Department of Pathology and Laboratory Medicine, School of Medicine, Emory University, Atlanta, GA, United States.
Department of Chemistry, College of Arts and Sciences, Emory University, Atlanta, GA, United States.
Front Immunol. 2022 Dec 9;13:1033672. doi: 10.3389/fimmu.2022.1033672. eCollection 2022.

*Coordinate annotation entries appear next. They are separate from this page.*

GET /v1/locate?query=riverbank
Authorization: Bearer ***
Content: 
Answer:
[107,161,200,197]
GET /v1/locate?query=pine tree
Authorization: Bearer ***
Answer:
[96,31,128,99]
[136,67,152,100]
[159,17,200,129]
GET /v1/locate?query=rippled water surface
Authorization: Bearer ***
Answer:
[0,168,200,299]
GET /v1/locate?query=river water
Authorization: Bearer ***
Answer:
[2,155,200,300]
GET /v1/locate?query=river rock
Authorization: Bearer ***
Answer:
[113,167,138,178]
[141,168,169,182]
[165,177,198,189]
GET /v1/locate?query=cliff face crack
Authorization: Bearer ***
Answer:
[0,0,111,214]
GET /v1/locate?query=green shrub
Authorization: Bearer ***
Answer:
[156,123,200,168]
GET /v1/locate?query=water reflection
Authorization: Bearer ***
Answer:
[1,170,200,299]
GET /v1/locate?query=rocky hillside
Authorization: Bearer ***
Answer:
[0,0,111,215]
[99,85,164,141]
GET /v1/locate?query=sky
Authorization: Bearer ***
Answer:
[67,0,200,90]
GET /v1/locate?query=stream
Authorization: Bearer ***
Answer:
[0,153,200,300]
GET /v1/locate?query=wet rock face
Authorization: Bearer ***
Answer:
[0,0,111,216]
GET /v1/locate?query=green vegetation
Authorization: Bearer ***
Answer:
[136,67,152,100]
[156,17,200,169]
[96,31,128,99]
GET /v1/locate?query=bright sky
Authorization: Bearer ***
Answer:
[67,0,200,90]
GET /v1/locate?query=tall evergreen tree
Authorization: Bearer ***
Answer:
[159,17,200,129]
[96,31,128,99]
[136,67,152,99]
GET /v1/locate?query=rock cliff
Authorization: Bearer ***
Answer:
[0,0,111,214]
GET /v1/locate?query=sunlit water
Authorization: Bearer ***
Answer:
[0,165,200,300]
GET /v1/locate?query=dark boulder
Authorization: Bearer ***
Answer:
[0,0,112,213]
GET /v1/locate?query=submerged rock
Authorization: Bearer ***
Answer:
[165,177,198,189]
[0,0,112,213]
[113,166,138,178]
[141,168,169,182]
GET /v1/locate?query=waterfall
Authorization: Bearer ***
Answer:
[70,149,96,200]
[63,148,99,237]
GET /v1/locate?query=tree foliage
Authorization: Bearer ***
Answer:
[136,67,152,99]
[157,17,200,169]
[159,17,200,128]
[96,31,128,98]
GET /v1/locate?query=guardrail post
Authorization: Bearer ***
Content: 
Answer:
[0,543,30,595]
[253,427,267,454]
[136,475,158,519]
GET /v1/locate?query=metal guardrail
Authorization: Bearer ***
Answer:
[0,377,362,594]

B cell lymphoma 2 (BCL-2) family proteins are involved in the mitochondrial apoptotic pathway and are key modulators of cellular lifespan, which is dysregulated during human immunodeficiency virus type 1 (HIV-1) and other viral infections, thereby increasing the lifespan of cells harboring virus, including the latent HIV-1 reservoir. Long-lived cells harboring integrated HIV-1 DNA is a major barrier to eradication. Strategies reducing the lifespan of reservoir cells could significantly impact the field of cure research, while also providing insight into immunomodulatory strategies that can crosstalk to other viral infections. Venetoclax is a first-in-class orally bioavailable BCL-2 homology 3 (BH3) mimetic that recently received Food and Drug Administration (FDA) approval for treatment in myeloid and lymphocytic leukemia. Venetoclax has been recently investigated in HIV-1 and demonstrated anti-HIV-1 effects including a reduction in reservoir size. Another immunomodulatory strategy towards reduction in the lifespan of the reservoir is Jak 1/2 inhibition. The Jak STAT pathway has been implicated in BCL-2 and interleukin 10 (IL-10) expression, leading to a downstream effect of cellular senescence. Ruxolitinib and baricitinib are FDA-approved, orally bioavailable Jak 1/2 inhibitors that have been shown to indirectly decay the HIV-1 latent reservoir, and down-regulate markers of HIV-1 persistence, immune dysregulation and reservoir lifespan and . Ruxolitinib recently demonstrated a significant decrease in BCL-2 expression in a human study of virally suppressed people living with HIV (PWH), and baricitinib recently received emergency use approval for the indication of coronavirus disease 2019 (COVID-19), underscoring their safety and efficacy in the viral infection setting. BCL-2 and Jak 1/2 inhibitors could be repurposed as immunomodulators for not only HIV-1 and COVID-19, but other viruses that upregulate BCL-2 anti-apoptotic proteins. This review examines potential routes for BCL-2 and Jak 1/2 inhibitors as immunomodulators for treatment and cure of HIV-1 and other viral infections.
B 细胞淋巴瘤 2 (BCL-2) 家族蛋白参与线粒体凋亡途径,是细胞寿命的关键调节剂,在人类免疫缺陷病毒 1 型 (HIV-1) 和其他病毒感染期间,细胞寿命被失调,从而增加了携带病毒的细胞的寿命,包括潜伏的 HIV-1 储存库。携带整合 HIV-1 DNA 的长寿细胞是根除的主要障碍。降低储存库细胞寿命的策略可能会对治愈研究领域产生重大影响,同时也为免疫调节策略提供了深入了解,可以与其他病毒感染相互作用。维奈托克是一种首创的口服生物可利用 BCL-2 同源性 3 (BH3) 模拟物,最近获得美国食品和药物管理局 (FDA) 批准用于治疗髓系和淋巴细胞白血病。维奈托克最近在 HIV-1 中进行了研究,并显示出抗 HIV-1 作用,包括减少储存库大小。另一种降低储存库寿命的免疫调节策略是 Jak 1/2 抑制。Jak STAT 途径已被牵连到 BCL-2 和白细胞介素 10 (IL-10) 的表达中,导致细胞衰老的下游效应。鲁索利替尼和巴瑞替尼是 FDA 批准的口服生物可利用的 Jak 1/2 抑制剂,已被证明可间接衰减 HIV-1 潜伏储存库,并下调 HIV-1 持续存在、免疫失调和储存库寿命的标志物 和 。鲁索利替尼最近在一项对 HIV 抑制的艾滋病毒感染者 (PWH) 的人体研究中显示出 BCL-2 表达的显著下降,而巴瑞替尼最近因治疗 2019 年冠状病毒病 (COVID-19) 获得紧急使用批准,强调了它们在病毒感染环境中的安全性和有效性。BCL-2 和 Jak 1/2 抑制剂可被重新用作免疫调节剂,不仅用于 HIV-1 和 COVID-19,还可用于其他上调 BCL-2 抗凋亡蛋白的病毒。本综述探讨了 BCL-2 和 Jak 1/2 抑制剂作为免疫调节剂用于治疗和治愈 HIV-1 和其他病毒感染的潜在途径。